The making of art is a personal experience, and the beholding of art is another type of personal experience. If we suggest that the two can be separated such that we can behold art without knowledge of the production of it, well I would consider that wrong. There is a reason each piece in a museum is given a plaque telling its medium and brief background. This is because the meaning of a piece is derived from its context and cannot be separated from it without making art an arbitrary sensory stimuli.
The issue with the reduction of art to experience is that it ignore that our knowledge shapes our experience, and so the more we know about an artist and their process, the more different our experience of their art will be.

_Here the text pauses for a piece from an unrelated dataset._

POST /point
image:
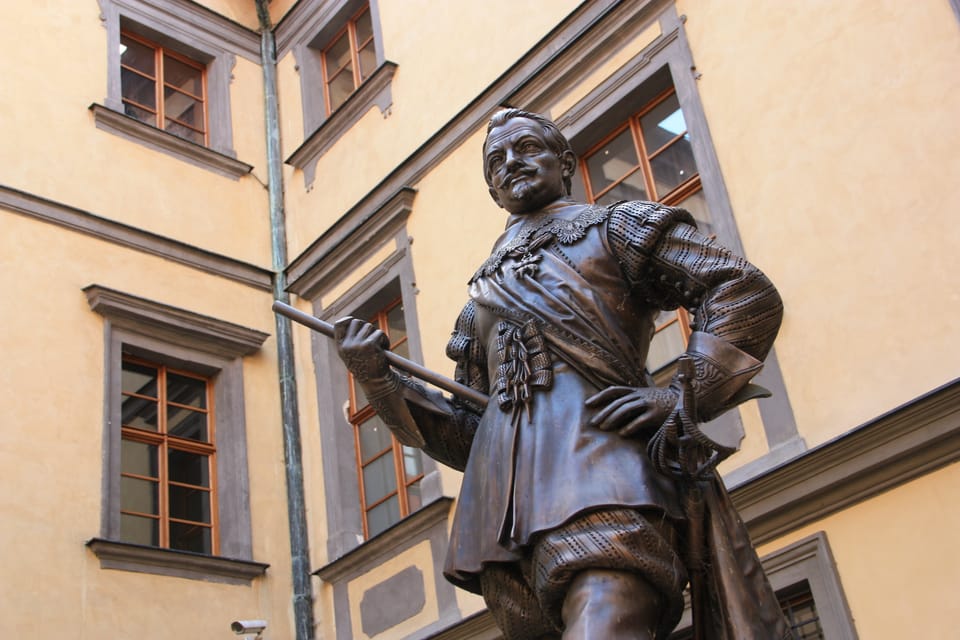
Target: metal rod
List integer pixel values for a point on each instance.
(434, 378)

If one sees the Mona Lisa at the Louvre, they might not think much of it if all they know is that it's very popular. Another who knows why the Mona Lisa is particularly popular, because of its historic theft, has a different experience of it. And the person who knows of Da Vinci's life, who has read his journals, knows of his elaborate painting process and sophisticated details and meaning supplied in his paintings, why that person derives much more joy out of the work than one who merely sees it as a visual appearance producing merely a arbitrary liking/disliking.
Perhaps you might enjoy an AI composed track, but would you not enjoy it more if instead that track were human produced, particularly if you held more knowledge of the people making it?
As for meaning living in the reader, that cannot be true, for a person can find meaning in tea leaves or moving clouds. True meaning, as intentional, is not derived, but supplied, and it is the goal of every reader to behold the authors vision. That one fashions a different interpretation for themselves over the authors intentions is of necessity, for no two minds will see alike, but to look only for the reflection of oneself in art and not look beyond, why that is the death of art, for art is the revelation of the soul.
We don't have to agree, but the biggest problem I find with this take you're now bringing is that it leads to an infinite regress, you can forever expand your knowledge about the origin of something. Then, not to mention, that often we construct from evidence which is already an interpretation with data loss.
The Mona Lisa example actually supports both our positions in my opinion: someone can have a profound experience of it knowing nothing of Leonardo, while someone else has a different profound experience knowing his biography. Neither experience is 'false', they're just different modes of engagement with the same work. Personally, I have even experienced the inverse throughout my life.
Growing up not speaking English, and being flooded with American culture through radio, I was deeply moved by lots and lots of music made by foreigners that sounded like absolute gibberish to me. Later in life, after learning about the meaning of certain songs, I, unfortunately, lost some of my appreciation for it. Some may call that alienation, but to me it was a form of naivety of a child that enjoyed just sound in its pure form without it being tainted by any derived or supplied meaning from its creator that was attached to it through accompanied lyrics.